The team needed a drastic change. Gwozdecky was the perfect man.

A tough native Canadian, he learned hockey as a walk-on at Wisconsin under
coach Bob Johnson — known in hockey history as “Badger Bob” — and as an
assistant for Mason at Michigan State.

Once he accepted the job, as far as he knew, Gwozdecky was the only coach in
the country also teaching a class. And he took a pay cut to become a head
coach.

“When you compared apples to apples,” Gwozdecky said, “the field wasn’t very
balanced.”

Then came the critical recruiting class. In 1990, Miami finally joined the
rest of the league in awarding 18 scholarships. Gwozdecky went into the
homes of those recruits and told them, “You will be the future of this
program.”

The present, though, was brutal. With the key class as freshmen in Gwozdecky
’s second season as coach, the RedHawks opened 1990-91 with an 11-1 loss to
Michigan. The next night, it was 9-3. Other losing scores that season
included 11-4, 10-1 and 8-0.

“I remember sitting in the dorm with four or five freshmen just basically in
tears,” Blasi said. “We were thinking, ‘What are we doing here?’ ”


Winning message

That season, at least, they were losing. Miami finished a program-worst
5-29-3 as the growing pains from the beginning of Gwozdecky’s tenure became
excruciating. It remained clear, though, that the freshman class of 1990 was
the future in his mind.

“To be honest,” said Chris Bergeron, who was a sophomore on that team and is
now a Miami assistant, “he was trying to run guys out.”

The next year, the 1991-92 season, those pains started to pay off. The
RedHawks finished 18-16-6 and gained some respect. Then, with Blasi as a
junior and Bergeron a senior captain, Miami won the CCHA championship in
1993 at 27-9-5.

Gwozdecky left in 1994 for the University of Denver, which has won the past
two NCAA championships. Under his watch, Gwozdecky built Miami into a name
program nationally, and recruits started to notice.

“The guys who went there then wanted to be part of something,” said Dan
Boyle, a Tampa Bay Lightning defenseman who in 2004 became the only former
Miami player (1995-98) to be part of a Stanley Cup-winning team.

The high from the CCHA championship team eventually faded, and Miami was
looking for a coach again in the summer of 1999. Blasi emerged from the
candidate pool and started spewing the same speech to recruits that he had
heard from Gwozdecky.

“It was really kind of the same story, 10 years later,” Blasi said.

Only this time, the RedHawks hope to keep their footing.
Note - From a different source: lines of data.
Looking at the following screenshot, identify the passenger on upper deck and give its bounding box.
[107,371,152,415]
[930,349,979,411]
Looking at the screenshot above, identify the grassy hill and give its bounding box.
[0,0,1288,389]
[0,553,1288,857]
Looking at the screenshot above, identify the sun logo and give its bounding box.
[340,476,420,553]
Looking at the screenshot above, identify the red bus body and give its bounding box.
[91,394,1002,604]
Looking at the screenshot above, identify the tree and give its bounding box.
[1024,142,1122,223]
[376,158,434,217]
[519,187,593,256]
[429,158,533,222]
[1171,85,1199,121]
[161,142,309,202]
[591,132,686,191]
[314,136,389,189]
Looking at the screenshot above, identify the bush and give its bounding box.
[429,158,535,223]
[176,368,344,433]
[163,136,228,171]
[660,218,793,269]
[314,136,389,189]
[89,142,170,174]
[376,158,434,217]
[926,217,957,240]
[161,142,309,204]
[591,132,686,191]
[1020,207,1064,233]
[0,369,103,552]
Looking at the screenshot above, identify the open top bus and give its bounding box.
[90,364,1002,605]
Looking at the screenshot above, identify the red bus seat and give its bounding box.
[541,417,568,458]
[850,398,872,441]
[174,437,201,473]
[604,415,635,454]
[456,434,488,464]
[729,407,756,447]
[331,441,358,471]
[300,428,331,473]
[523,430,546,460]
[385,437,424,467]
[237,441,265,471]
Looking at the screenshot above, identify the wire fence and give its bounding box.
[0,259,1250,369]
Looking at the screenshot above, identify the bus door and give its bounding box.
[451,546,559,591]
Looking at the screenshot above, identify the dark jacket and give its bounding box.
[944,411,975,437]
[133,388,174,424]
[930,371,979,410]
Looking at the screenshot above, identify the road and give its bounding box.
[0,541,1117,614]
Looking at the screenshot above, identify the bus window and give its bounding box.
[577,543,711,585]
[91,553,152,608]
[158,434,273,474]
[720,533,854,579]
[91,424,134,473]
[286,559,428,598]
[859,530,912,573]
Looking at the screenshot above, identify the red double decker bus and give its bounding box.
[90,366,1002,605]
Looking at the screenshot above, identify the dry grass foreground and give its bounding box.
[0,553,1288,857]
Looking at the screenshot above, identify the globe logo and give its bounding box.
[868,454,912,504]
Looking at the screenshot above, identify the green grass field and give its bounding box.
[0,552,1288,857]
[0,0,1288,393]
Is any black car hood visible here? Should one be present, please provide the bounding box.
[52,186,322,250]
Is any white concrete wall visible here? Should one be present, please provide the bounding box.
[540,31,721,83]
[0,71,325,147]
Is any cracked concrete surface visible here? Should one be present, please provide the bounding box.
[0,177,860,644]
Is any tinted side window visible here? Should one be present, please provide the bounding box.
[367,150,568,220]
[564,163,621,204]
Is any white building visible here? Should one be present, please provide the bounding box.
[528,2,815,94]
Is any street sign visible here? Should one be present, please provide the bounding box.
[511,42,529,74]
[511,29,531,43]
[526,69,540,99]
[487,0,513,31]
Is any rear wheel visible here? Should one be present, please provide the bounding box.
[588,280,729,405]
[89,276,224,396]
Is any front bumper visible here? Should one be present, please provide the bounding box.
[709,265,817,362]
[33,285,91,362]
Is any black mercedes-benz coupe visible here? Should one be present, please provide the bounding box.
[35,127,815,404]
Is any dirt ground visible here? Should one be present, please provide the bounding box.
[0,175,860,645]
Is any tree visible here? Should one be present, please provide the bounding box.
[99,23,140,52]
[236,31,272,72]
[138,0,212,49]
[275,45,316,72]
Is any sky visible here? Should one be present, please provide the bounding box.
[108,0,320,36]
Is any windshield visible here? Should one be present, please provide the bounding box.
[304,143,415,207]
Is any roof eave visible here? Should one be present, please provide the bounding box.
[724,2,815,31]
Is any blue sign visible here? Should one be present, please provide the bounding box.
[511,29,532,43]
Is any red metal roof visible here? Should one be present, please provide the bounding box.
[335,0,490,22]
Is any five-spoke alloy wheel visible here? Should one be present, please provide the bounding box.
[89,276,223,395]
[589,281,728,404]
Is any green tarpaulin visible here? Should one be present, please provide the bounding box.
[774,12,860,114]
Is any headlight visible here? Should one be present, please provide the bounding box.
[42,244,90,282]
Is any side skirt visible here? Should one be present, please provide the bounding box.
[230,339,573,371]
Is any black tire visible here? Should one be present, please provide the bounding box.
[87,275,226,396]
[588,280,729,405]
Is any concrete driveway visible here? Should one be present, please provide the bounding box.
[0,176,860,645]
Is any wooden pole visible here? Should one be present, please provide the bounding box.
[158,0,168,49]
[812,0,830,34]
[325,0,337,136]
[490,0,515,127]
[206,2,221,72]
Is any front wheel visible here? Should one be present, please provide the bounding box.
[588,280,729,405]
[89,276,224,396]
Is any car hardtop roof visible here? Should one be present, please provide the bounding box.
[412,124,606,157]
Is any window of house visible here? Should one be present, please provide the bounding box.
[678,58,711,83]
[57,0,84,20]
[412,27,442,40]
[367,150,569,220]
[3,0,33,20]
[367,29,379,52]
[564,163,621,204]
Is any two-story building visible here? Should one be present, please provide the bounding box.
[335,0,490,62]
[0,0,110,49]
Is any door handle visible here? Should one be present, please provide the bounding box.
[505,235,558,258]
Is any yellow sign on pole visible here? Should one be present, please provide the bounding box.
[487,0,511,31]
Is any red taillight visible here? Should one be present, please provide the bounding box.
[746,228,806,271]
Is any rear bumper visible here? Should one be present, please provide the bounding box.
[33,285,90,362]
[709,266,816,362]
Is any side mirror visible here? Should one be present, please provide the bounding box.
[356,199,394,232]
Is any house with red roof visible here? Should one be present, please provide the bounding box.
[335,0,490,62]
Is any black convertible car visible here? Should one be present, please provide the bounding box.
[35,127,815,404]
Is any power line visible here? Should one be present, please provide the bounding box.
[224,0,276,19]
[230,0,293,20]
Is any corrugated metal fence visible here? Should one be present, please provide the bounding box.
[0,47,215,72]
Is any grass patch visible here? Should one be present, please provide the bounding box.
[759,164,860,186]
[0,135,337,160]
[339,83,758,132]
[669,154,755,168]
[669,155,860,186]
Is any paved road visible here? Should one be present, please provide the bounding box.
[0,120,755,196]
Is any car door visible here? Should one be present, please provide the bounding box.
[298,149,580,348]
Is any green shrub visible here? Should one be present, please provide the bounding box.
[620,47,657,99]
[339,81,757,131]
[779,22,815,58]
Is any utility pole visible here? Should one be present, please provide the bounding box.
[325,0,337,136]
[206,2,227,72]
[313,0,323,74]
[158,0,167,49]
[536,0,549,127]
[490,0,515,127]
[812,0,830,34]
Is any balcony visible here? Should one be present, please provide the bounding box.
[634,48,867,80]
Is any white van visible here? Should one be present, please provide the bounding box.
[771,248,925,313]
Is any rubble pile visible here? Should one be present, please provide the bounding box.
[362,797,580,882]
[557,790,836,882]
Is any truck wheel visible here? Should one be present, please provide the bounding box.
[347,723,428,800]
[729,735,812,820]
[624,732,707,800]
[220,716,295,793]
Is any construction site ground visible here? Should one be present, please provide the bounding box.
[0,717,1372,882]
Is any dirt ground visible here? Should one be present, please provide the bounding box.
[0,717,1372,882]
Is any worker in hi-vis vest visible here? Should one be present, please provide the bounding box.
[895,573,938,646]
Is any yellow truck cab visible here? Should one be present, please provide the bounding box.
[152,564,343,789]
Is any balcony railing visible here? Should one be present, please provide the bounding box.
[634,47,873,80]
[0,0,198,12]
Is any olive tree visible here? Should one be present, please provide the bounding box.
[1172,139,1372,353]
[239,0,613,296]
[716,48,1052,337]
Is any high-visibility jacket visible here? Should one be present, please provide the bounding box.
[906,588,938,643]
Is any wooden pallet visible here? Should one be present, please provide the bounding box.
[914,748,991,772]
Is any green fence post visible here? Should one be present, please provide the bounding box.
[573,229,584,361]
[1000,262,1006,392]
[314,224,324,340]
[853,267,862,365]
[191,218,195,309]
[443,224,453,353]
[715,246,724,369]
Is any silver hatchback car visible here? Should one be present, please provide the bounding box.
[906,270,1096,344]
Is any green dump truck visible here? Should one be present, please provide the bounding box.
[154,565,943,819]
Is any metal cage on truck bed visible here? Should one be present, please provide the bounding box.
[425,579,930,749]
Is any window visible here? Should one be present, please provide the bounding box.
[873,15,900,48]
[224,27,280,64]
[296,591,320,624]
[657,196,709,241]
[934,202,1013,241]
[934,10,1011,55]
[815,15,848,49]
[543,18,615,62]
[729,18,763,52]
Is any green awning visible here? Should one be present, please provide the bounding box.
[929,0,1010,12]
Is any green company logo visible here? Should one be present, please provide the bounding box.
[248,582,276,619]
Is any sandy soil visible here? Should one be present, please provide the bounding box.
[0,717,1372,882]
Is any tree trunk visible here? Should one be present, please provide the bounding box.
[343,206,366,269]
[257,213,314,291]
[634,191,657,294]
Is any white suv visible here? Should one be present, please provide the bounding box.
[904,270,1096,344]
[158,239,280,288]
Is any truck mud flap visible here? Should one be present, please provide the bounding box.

With a 23-7-4
overall record, including 20-6-2 in the CCHA, Miami has remained one of the
best stories in college hockey all season.

And so, from the team that once was welcomed back to Oxford at 2 a.m. by the
cheering university president following its first victory against a ranked
team in 1980, Miami has grown into a program used to big victories.

“It’s time now,” Blasi said, “to be consistent.”